Wright Career College
- Former location in Overland Park
- Type: Private, for-profit
- Active: 1921–April 15, 2016
- President: John Mucci (1994–2016)
- Location: Overland Park, Kansas

= Wright Career College =

Defunct for-profit college

Wright Career College was a career-oriented school in Overland Park, Kansas, United States, that operated from 1921 until April 15, 2016. It was originally named Dickinson's Business School. The school offered two-year associate degree programs and certificates in healthcare, veterinary, fitness, business, accounting and other related fields.

== History ==

The college was founded in 1921 to train typists for Kansas City businesses and a secretarial program was added in 1953. A shorthand system was developed that became widely accepted in the Kansas City area. Joseph Bryan Dickinson published a book under the title of Dickinson Shorthand in 1928.
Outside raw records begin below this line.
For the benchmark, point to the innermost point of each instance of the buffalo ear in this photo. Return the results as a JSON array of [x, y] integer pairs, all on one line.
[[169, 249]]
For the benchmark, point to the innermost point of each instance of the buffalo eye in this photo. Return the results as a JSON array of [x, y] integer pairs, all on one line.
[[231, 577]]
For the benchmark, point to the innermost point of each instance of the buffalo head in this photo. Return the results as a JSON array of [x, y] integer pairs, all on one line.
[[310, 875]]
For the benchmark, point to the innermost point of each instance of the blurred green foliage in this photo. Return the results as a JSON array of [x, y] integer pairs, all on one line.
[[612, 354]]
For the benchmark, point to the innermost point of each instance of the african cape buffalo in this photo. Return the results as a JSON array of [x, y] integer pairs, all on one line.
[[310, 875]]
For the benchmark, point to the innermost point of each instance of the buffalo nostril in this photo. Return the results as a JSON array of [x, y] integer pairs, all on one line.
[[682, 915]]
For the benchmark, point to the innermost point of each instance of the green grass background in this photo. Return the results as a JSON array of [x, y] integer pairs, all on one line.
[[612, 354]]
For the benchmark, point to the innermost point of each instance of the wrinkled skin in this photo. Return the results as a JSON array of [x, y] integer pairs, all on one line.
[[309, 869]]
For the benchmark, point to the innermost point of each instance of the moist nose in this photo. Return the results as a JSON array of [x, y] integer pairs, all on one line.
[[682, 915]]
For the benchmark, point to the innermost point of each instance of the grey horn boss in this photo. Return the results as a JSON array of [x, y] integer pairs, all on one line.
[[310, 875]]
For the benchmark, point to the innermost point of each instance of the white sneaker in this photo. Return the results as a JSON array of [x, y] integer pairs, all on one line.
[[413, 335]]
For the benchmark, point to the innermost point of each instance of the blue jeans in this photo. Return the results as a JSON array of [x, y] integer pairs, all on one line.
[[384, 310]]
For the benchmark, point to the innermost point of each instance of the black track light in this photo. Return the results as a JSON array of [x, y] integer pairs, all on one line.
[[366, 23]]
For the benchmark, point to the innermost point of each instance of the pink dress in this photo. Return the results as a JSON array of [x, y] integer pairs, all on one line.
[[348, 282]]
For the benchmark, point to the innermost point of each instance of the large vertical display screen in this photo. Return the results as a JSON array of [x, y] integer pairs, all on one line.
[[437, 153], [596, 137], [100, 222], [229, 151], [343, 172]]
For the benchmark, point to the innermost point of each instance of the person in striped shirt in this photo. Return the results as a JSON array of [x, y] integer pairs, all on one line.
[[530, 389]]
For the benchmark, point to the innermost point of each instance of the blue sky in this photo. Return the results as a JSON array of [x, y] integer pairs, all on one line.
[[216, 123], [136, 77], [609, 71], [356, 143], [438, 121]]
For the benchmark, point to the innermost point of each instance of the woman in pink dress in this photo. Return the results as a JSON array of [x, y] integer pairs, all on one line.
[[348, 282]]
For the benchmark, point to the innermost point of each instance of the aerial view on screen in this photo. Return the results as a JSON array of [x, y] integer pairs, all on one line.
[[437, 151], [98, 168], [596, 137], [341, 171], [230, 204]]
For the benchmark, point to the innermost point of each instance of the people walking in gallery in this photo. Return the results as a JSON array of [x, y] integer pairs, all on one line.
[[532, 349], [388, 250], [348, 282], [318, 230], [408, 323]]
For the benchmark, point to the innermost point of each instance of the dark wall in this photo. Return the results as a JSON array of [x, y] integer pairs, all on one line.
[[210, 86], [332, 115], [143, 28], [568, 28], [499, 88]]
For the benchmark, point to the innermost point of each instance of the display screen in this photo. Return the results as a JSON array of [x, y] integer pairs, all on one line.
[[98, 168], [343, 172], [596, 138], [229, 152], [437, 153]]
James Miller Jr. gained a controlling interest in the school in 1989 and renamed it "Wright Business College". He later changed it to "Wright Career College". The college was reported to have contracted with for-profit corporations owned by its trustees. Wright paid $14 million between 2007 and 2013 to the Miller-owned corporation Media Resources Inc. for advertising expenses. An additional $2.6 million was paid directly to the couple as salaries during the same period. In 2013, hundreds of students filed a lawsuit with accusations of "a systematic, deceptive marketing scheme" and sought a refund of the students' tuition plus unspecified damages.

On April 15, 2016, over a thousand students and 200 staff members at five campus locations were affected when the school closed due to Wright Career College filing for Chapter 7 bankruptcy liquidation under its Corporate name Mission Group Kansas, Inc. (Which held the corporate name since September 1994). All students were notified by email on a Thursday evening that the school would not be open the next day. Many students of the college have worked to file a class-action lawsuit to seek refunds for tuition.